Orientation to Cortland

Orientation to Cortland: Learning about our community, policies and procedures

COR 101 should extend the goals of summer orientation by continuing to familiarize students with SUNY Cortland. This includes getting to know the physical campus and also learning about the culture of our campus.


  1. Understand the purpose of COR 101 and encourage students to get to know their COR 101 classmates.
    • Utilize Icebreakers to help students get to know each other.
    • Review the syllabus with students to outline the purpose of the class.
    • Have students complete and turn in the Student Information Sheet
    • The Marshmallows Teaching and Learning Activity can help build class cohesion as well as allow your students to collaborate and apply concepts in an engaging and memorable manner.
    • Try the Polaroid Reflection activity. This activity not only helps you to get to know your students but the students can look at the picture at the end of the semester and discuss how much they may have changed.
    • Ask students to write down or discuss the purpose of COR 101, find out what they want to get out of this seminar and learn what they expect of their instructor and TA
    • Biographical Poem (PDF)
    • Lifelines activity (PDF): a get to know you activity that gets students to think about the people in their life
    • Sentence Game (PDF): a lighthearted activity to learn more about your students
    • Icebreaker links (PDF): see additional activities to help get to know your students
  2. Learn the layout of campus
    • Have student complete a Cortland Geography Quiz (also encourage students to include the local community, not just the campus)
    • Arrange a Scavenger Hunt (PDF) on campus for photos of various campus offices and facilities.
    • Arrange a Lower Campus Scavenger Hunt (PDF - created by a former Student Facilitator) of various offices and facilities.
    • Ask students to draw a map of SUNY Cortland (and the local community) and how they perceive the campus (and community).
  3. Introduce students to the LIBRARY. Find out about library games, tours, instruction - SPECIFICALLY designed for your COR 101 class on Orientation to Cortland!! One of the librarians can assist with this topic. 
  4. Have your students demonstrate an ability to navigate the Cortland website and myRedDragon
  5. Review critical policies and procedures and where to obtain information on these policies
    • Have students identify all the campus sources of information
    • Have each student identify important resources related to their major and goals 
  6. Review Code of Conduct
    • Have students visit Student Conduct website and critique the Code of Conduct
    • Discuss norms, standards, and rules in class
    • Ask your Teaching Assistant to come up with typical "scenarios" or case studies.
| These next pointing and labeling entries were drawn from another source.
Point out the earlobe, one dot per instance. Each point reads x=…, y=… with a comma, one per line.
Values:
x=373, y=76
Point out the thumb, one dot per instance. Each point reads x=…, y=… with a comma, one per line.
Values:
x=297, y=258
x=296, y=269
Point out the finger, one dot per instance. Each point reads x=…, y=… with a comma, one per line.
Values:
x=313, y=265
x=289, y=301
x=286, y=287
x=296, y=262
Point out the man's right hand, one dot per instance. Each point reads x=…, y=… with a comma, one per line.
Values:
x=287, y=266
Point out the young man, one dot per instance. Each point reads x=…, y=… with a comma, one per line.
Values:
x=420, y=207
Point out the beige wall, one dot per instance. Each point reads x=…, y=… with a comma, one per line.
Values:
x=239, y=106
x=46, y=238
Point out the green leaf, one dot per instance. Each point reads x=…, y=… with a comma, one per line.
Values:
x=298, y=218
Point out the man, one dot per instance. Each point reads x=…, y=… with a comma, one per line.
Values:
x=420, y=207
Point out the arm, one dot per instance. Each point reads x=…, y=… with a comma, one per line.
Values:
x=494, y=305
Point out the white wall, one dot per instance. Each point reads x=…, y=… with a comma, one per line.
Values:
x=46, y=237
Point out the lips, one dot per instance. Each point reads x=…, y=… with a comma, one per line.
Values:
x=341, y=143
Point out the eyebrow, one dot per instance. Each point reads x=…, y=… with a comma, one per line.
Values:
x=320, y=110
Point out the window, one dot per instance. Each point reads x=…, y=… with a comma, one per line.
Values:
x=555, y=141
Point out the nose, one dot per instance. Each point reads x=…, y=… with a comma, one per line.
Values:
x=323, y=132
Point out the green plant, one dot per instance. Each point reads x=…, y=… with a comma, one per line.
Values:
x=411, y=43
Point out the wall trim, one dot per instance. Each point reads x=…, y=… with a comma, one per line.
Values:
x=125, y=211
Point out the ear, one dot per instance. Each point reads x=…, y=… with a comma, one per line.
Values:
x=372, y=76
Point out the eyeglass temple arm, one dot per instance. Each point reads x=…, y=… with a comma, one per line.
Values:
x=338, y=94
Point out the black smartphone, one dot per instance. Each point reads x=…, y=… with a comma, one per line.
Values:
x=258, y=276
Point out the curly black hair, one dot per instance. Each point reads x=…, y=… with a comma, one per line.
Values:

Have students reflect in groups about what they would/would not do in situations.
    • Ask Student Conduct to visit your class and lead a discussion. 
  7. Begin to identify opportunities for involvement and how students would like to become involved on campus
    • Have students share what they were involved with in high school and what they want to be involved in at Cortland
    • Have each student investigate their interests and interview a student or faculty member involved with that interest
    • Provide students with a list of clubs/organizations. Have students attend one meeting and report back to the class
    • Activity Sheet (PDF): a tool for students to keep track of and reflect on their (on and off) campus activities
    • Guidelines and Evaluation for Reflective Papers (PDF): is a resource to assist students when they write a reflective paper regarding their campus activities (created by Ellen Newman)
    • Encourage student to utilize the Writing Resource Center website (create by English Department faculty)
    • Spend some time discussing Academic Integrity. Don't forget to assign activities like  "Types of Plagiarism" or the Cite it? game to get all the students engaged with the topic. You could also discuss plagiarism by starting with the topic of illegal music downloads.  Don't forget to review the Academic Dishonesty Report Summary (former sample report) the Provost's office distributes each semester. There is a lot of good information found on the summary. A new report is mailed to campus each semester. 
    • Writing guide with APA format (created by Ellen Jampole)
  8. Help students identify the culture of Cortland
    • Encourage students to explore some aspect of the City of Cortland - a landmark, a festival, some history
    • Ask students to participate in a SUNY Cortland tradition. Discuss what makes a tradition? How will they leave their mark at SUNY Cortland?
    • Have the class create a collage of ideas, pictures, words that define Cortland. This can be done individually, in small groups, or as a large class project
    • Have small groups create posters that capture an element of SUNY Cortland. Ask students to choose a theme and create a poster that captures that theme
    • Encourage students to read The Dragon Chronicle, and discuss its contents.